Kata or Katay (კატა, კატაჲ) was a daughter of King David IV of Georgia. She married into the Byzantine imperial family c. 1116, but the identity of her husband is not revealed in the medieval sources. There are three modern hypotheses regarding her marriage.

==Marriage==
===Medieval chronicle===
Kata's marriage is mentioned by the 12th-century History of the King of Kings David, part of the compiled Georgian Chronicles, which does not specify the name of her husband. The chronicle extols Kata and her sister, Tamar, a wife of the shah of Shirvan, as luminaries of the West and the East, respectively, reflecting the splendor of their father.

===Modern theories===
There are different scholarly opinions as to who exactly was Kata's spouse. According to a hypothesis commonly accepted by historians in Georgia, she married Isaac Komnenos, the third son of the emperor Alexios I Komnenos, and became Irene, a name recorded by the Byzantine sources as that of Isaac's wife. If the hypothesis is true and Helene, a daughter of Isaac and Kata, was indeed the wife of the Rurikid Rus' prince Yuri Dolgorukiy, then it may provide, through descent from antiquity, a Bagratid ancestry to numerous Russian and Polish descendants. Alternatively, Isaac's wife Irene may have been the same person as an anonymous daughter of Volodar of Peremyshl known from the Slavonic Primary Chronicle to have married the likewise unnamed son of the emperor Alexios.
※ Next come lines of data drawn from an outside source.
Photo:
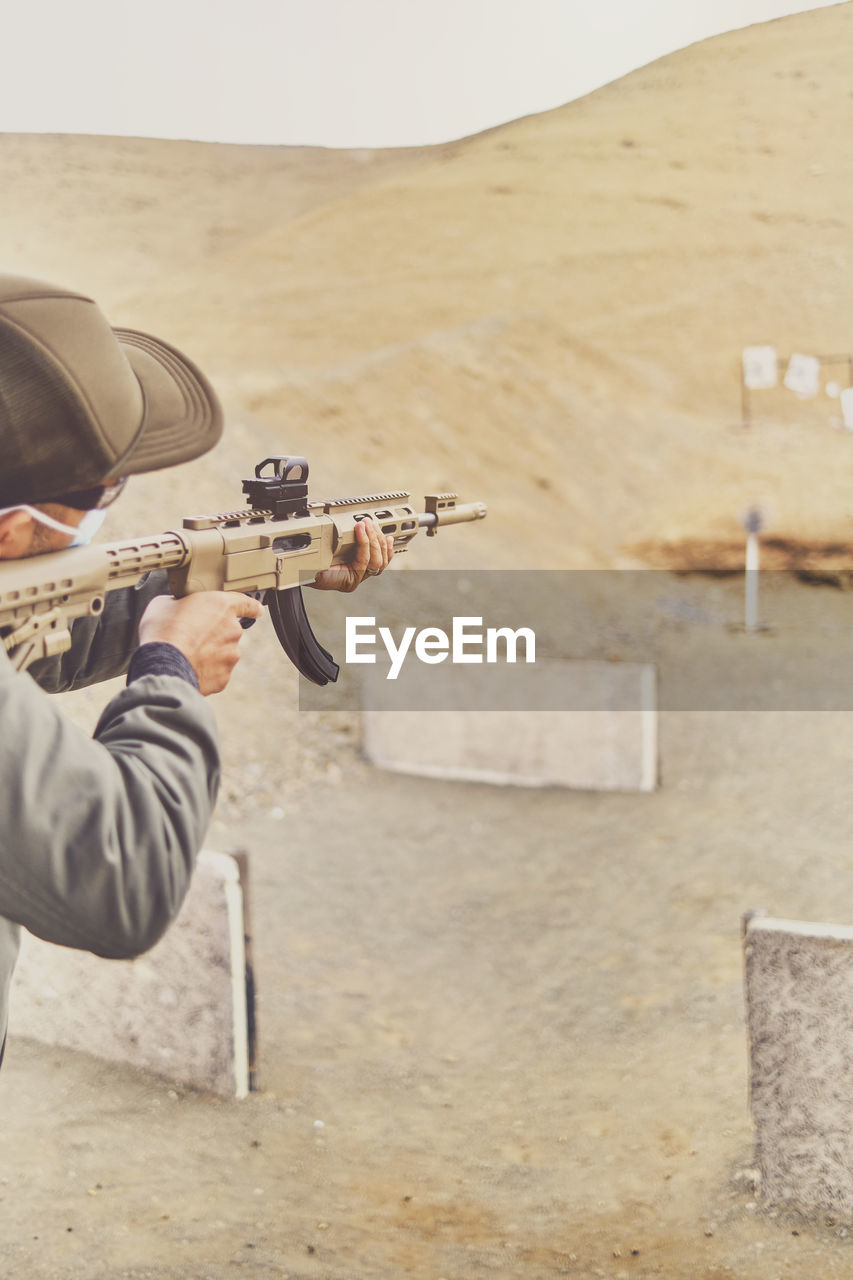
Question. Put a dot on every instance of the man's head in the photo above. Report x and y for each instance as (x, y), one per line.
(82, 405)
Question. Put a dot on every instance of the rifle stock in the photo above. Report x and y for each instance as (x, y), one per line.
(265, 551)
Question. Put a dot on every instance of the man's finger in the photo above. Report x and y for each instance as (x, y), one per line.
(246, 606)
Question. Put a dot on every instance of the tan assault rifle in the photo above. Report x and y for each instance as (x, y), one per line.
(268, 549)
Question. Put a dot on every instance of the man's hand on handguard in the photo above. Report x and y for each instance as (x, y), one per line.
(373, 552)
(205, 627)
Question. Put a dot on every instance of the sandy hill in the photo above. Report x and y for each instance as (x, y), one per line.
(548, 315)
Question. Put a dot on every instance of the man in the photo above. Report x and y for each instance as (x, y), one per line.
(99, 836)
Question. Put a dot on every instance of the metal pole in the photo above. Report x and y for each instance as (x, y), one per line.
(753, 566)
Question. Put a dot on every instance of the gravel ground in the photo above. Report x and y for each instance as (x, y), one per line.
(501, 1031)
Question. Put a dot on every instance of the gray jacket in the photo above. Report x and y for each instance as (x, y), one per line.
(99, 836)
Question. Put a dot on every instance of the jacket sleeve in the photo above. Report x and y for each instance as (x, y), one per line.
(100, 835)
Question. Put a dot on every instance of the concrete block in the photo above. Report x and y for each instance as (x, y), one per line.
(183, 1010)
(799, 1011)
(607, 744)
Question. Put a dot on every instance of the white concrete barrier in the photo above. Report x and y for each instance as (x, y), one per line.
(609, 745)
(799, 1013)
(183, 1010)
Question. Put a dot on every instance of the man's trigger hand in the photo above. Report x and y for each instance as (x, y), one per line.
(206, 627)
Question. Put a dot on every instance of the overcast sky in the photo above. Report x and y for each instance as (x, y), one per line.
(340, 73)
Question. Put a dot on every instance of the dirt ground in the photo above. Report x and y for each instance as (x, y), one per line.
(502, 1031)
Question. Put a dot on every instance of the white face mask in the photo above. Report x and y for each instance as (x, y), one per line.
(81, 534)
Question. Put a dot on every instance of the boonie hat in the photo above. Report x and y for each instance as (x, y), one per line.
(82, 402)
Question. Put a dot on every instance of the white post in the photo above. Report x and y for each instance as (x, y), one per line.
(753, 566)
(753, 521)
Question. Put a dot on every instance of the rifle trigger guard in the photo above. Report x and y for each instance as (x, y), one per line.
(297, 640)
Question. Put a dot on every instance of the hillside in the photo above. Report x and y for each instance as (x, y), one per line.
(548, 315)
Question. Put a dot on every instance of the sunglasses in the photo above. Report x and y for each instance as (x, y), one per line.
(92, 499)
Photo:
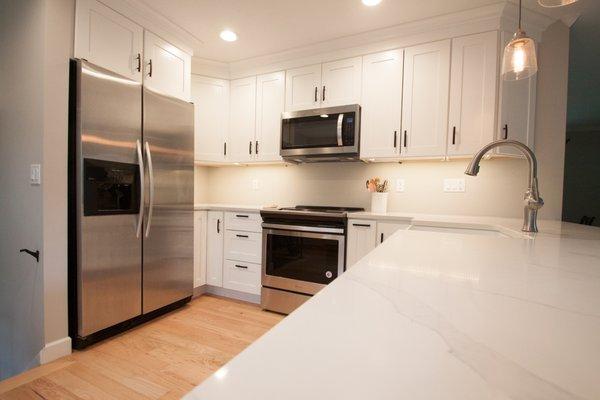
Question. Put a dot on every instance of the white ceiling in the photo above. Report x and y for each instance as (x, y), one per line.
(270, 26)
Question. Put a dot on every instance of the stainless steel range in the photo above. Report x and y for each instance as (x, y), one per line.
(304, 249)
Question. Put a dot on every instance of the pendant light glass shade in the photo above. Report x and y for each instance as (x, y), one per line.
(520, 60)
(555, 3)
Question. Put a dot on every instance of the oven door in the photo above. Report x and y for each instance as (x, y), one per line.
(301, 261)
(322, 131)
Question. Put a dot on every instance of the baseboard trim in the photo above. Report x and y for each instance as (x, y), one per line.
(233, 294)
(55, 350)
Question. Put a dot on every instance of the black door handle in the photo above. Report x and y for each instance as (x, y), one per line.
(35, 254)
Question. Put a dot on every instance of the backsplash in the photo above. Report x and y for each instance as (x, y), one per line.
(497, 191)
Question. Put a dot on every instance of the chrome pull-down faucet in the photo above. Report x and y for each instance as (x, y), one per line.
(532, 200)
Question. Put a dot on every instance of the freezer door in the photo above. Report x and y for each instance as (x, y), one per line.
(108, 194)
(168, 225)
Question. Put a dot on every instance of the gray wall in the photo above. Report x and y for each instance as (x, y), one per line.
(21, 130)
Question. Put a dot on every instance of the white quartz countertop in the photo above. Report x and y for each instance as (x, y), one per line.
(429, 315)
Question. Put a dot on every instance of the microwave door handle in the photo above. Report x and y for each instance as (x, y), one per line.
(151, 182)
(138, 147)
(339, 130)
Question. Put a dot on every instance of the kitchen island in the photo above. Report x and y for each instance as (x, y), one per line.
(439, 315)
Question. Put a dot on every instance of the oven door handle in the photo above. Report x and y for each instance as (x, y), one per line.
(298, 228)
(339, 129)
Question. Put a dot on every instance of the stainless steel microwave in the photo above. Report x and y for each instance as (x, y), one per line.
(323, 134)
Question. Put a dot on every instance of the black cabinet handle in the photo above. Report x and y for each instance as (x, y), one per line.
(35, 254)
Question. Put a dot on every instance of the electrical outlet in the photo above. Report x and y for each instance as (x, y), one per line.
(35, 174)
(454, 185)
(399, 185)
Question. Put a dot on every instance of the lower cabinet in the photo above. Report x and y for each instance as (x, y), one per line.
(365, 235)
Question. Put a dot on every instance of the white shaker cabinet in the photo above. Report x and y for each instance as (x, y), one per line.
(361, 240)
(200, 231)
(270, 102)
(214, 248)
(108, 39)
(167, 69)
(425, 100)
(211, 117)
(381, 112)
(242, 119)
(302, 88)
(517, 109)
(473, 83)
(341, 82)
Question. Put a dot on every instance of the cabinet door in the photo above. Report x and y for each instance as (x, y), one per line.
(108, 39)
(341, 82)
(517, 110)
(214, 248)
(361, 240)
(381, 105)
(167, 69)
(270, 101)
(473, 80)
(302, 88)
(242, 117)
(425, 100)
(200, 230)
(387, 229)
(211, 117)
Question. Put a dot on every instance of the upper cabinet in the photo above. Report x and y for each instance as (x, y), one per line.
(167, 68)
(302, 88)
(381, 112)
(473, 94)
(270, 100)
(324, 85)
(425, 100)
(211, 117)
(242, 119)
(341, 82)
(108, 39)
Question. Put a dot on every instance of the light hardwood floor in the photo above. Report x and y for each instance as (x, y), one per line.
(162, 359)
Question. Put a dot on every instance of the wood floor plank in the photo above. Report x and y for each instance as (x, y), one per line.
(160, 360)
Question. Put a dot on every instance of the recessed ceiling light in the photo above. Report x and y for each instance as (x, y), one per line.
(228, 36)
(371, 3)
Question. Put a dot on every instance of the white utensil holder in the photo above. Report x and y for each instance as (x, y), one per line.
(379, 202)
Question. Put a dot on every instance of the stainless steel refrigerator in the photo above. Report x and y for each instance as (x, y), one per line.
(131, 188)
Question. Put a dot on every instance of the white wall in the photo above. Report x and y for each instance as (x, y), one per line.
(21, 128)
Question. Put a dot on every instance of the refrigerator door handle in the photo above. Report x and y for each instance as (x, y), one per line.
(138, 147)
(151, 179)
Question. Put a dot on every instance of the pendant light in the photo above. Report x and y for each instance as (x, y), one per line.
(520, 60)
(555, 3)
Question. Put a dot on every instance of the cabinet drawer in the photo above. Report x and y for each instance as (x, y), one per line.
(241, 276)
(243, 246)
(243, 221)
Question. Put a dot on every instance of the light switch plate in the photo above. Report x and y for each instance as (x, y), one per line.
(453, 185)
(399, 185)
(35, 174)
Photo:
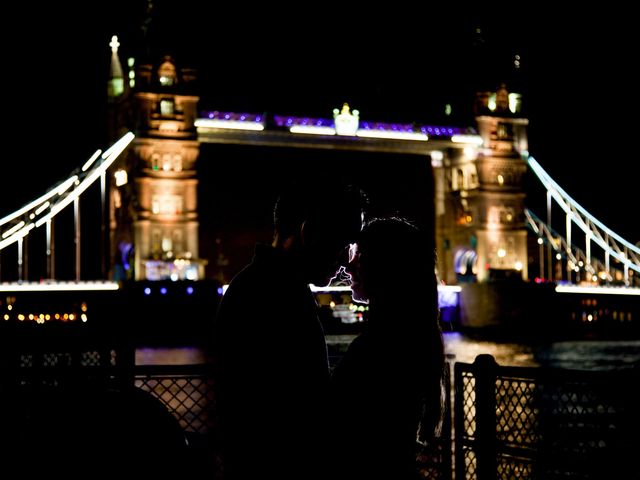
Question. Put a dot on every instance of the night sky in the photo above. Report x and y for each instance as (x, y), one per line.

Another version given currency, among other scholars, by Cyril Toumanoff, holds that Kata was married to the megas doux Alexios Komnenos, a son of Nikephoros Bryennios the Younger and Anna Komnena.
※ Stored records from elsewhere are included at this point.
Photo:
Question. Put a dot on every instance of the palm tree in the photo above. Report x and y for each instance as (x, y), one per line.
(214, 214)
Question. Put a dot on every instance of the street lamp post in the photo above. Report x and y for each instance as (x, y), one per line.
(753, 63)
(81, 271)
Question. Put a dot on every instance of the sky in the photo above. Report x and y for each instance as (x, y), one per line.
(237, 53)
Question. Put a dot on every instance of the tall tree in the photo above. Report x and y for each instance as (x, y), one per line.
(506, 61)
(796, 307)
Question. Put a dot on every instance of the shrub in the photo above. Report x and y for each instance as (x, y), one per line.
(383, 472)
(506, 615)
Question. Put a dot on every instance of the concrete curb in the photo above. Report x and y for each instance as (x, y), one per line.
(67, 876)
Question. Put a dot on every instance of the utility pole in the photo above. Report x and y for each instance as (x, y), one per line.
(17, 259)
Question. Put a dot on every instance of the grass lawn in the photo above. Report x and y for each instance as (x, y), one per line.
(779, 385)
The third hypothesis, supported by Paul Gautier and Mihail-Dimitri Sturdza, states that Kata's husband was Alexios Komnenos, the eldest son and co-emperor of the Byzantine emperor John II Komnenos. The Byzantine chronicle of Joannes Zonaras mentions the arrival of the Georgian (Abasgian) bride of the elder son of John II at Constantinople immediately after his accession to the throne, not long after 1118.